Seis agotadoras jornadas, seis días de trabajo y llega por fin el domingo, el día destinado por la tradición cristiana para el jubilo de la vida, esperado y
ansiado, como agua de mayo, por toda la cuadrilla, incluidos los ateos, los
agnósticos, los pobres de Dios, los pobres de esta tierra. Algunos hombres
marchan a caballo y visitan a sus mujeres, o a sus novias, que están en cuadrillas
de cortijadas vecinas, o tal vez a otras mujeres con las que compartir las
pesetas y el frío a cambio de un sueño efímero que les haga olvidar su
destino, y sentirse por unas horas, también dueños y señores pues, ellos son quienes pagan el jornal de caricias y besos fingidos. Quienes se quedan en el cortijo ocupan el tiempo en el lavando de la ropa, el repaso de los desgarrones en
los pantalones o en las faldas, en la limpieza de las habitaciones, en
descansar de aquella cotidianidad tan fría.

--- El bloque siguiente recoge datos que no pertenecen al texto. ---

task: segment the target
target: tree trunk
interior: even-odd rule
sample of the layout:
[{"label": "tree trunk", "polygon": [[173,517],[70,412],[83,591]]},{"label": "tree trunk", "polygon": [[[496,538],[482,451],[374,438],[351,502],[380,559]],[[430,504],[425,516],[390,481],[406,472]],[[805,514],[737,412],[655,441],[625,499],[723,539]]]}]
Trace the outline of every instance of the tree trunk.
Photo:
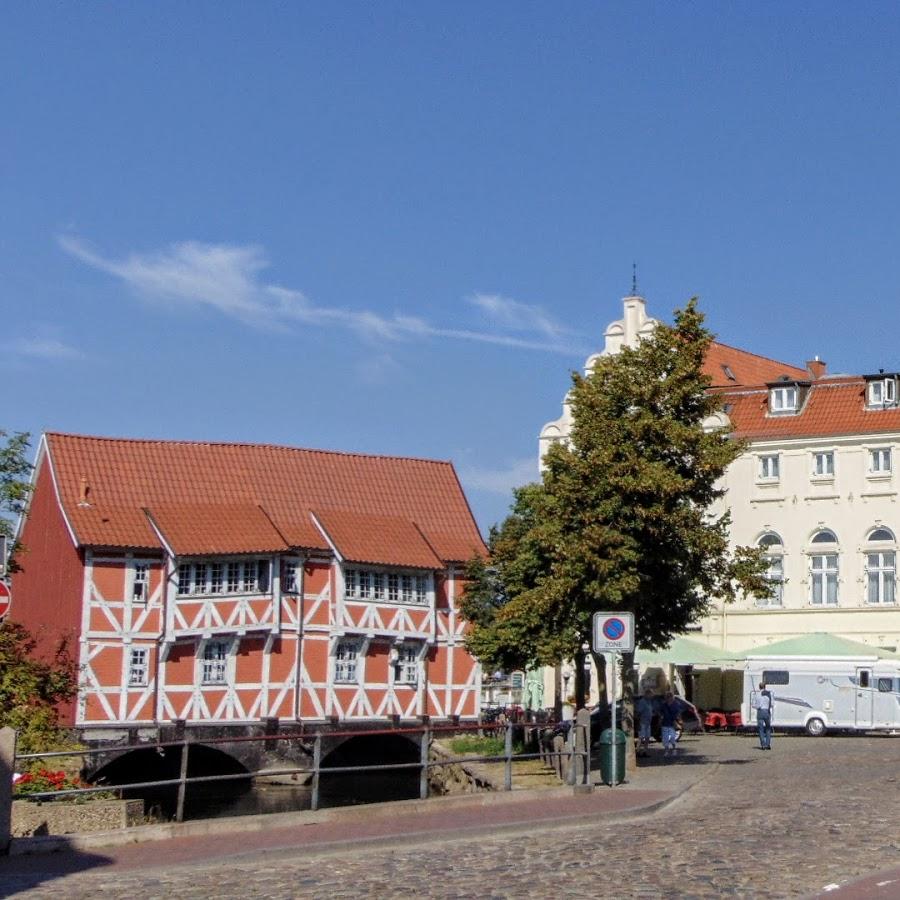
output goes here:
[{"label": "tree trunk", "polygon": [[609,689],[606,686],[606,656],[602,653],[591,651],[591,659],[597,668],[597,703],[600,706],[609,706]]},{"label": "tree trunk", "polygon": [[575,709],[584,709],[587,705],[587,691],[584,677],[584,650],[580,647],[575,651],[573,658],[575,663]]},{"label": "tree trunk", "polygon": [[637,768],[637,755],[634,746],[634,653],[622,654],[622,731],[628,735],[625,742],[625,768],[634,771]]}]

Domingo, día en el que Gabriel sale temprano
al campo con su escopeta. Matilde lo ve marchar por las puertas de las
cuadras y le grita: ¡Gabrielillo! ¿Pero adónde vas tan temprano, alma de Dios? Él, sin volverse, le contesta: ¡A cazar zorzales! Y se aleja por el camino y su sombra desaparece entre los
olivos. Ella guarda en su recuerdo, con un desvelo y un mimo que solo la
inocencia posee, todas las palabras que no se atreve a pronunciar, esas que, sin quererlo, son el alimento de las
mariposas de su estómago.
Cuando Gabriel regresa, ya bien
entrada la mañana, se sienta en una alpaca de paja, coloca una cubeta de cinc a su lado y
amontona cerca de él los pajarillos y los zorzales que ha cazado. Matilde se
sienta a su lado, en una silla baja que tiene el asiento de anea, y mientras
él despluma las aves y les quita las tripas, ella le habla de los bailes
del pueblo, de los mozos, de su familia, de los sueños que esta comenzando
a tejer con sus primeros jornales, de aquel día cuando se desbocaron los burros
del tío Marcelino y corrieron, como locos, por todo el pueblo. Loca carrera idéntica a la que
ahora siente ella, es como batallón de hormigas corriendo por todo su cuerpo mientras
pretende aferrarse al aliento tan próximo, tan cercano, tan deseado de Gabriel.
Le hablaba de su ajuar y de su futura boda. ¿Pero tienes novio?, pregunta Gabriel como quien curiosea por compromiso, sin interés, pero anhelando un “No” que justifique sus esperanzas. No, aún no,
contesta la muchacha, pero ya no puedo dejarlo mucho tiempo, o me quedaré
para vestir santos.
Matilde habla con la sabiduría que le da conocer que en su pueblo, una moza de veinte años sin novio será soltera los años que le quede de vida, y su entretenimiento, al no tener
hombre ni familia a la que cuidar, será vestir
y desvestir santos y vírgenes. Para
casarse a los veinte años tiene que tener novio por lo menos tres o cuatro
años antes. Continua hablándole a Gabriel hasta que un olor familiar
enturbia el ambiente, el olor de los torreznos, de las morcillas y los
chorizos fritos, el guiso de conejo con papas, el olor a pan caliente.
Es la
hora del almuerzo. Gabriel recoge los zorzales y los pajarillos desplumados y
se acercaba hasta la chimenea de la cocina para asar algunos y compartir el manjar
con los demás. Antes ha apartado las mejores piezas para Matilde.
Después del almuerzo se charla, José Luís toca la guitarra y
canta por bulerías, los demás le hacen palmas. Un tufillo a café
de puchero, endulzado con un chorrito de anís, flota en el ambiente poniendo
un aroma empalagoso, y junto al humo de algún cigarro hace perder el recato y
la compostura, entonces, las palmas se convierten en baile, y la tarde
juguetona se dejaba mecer entre cantos y nostalgias.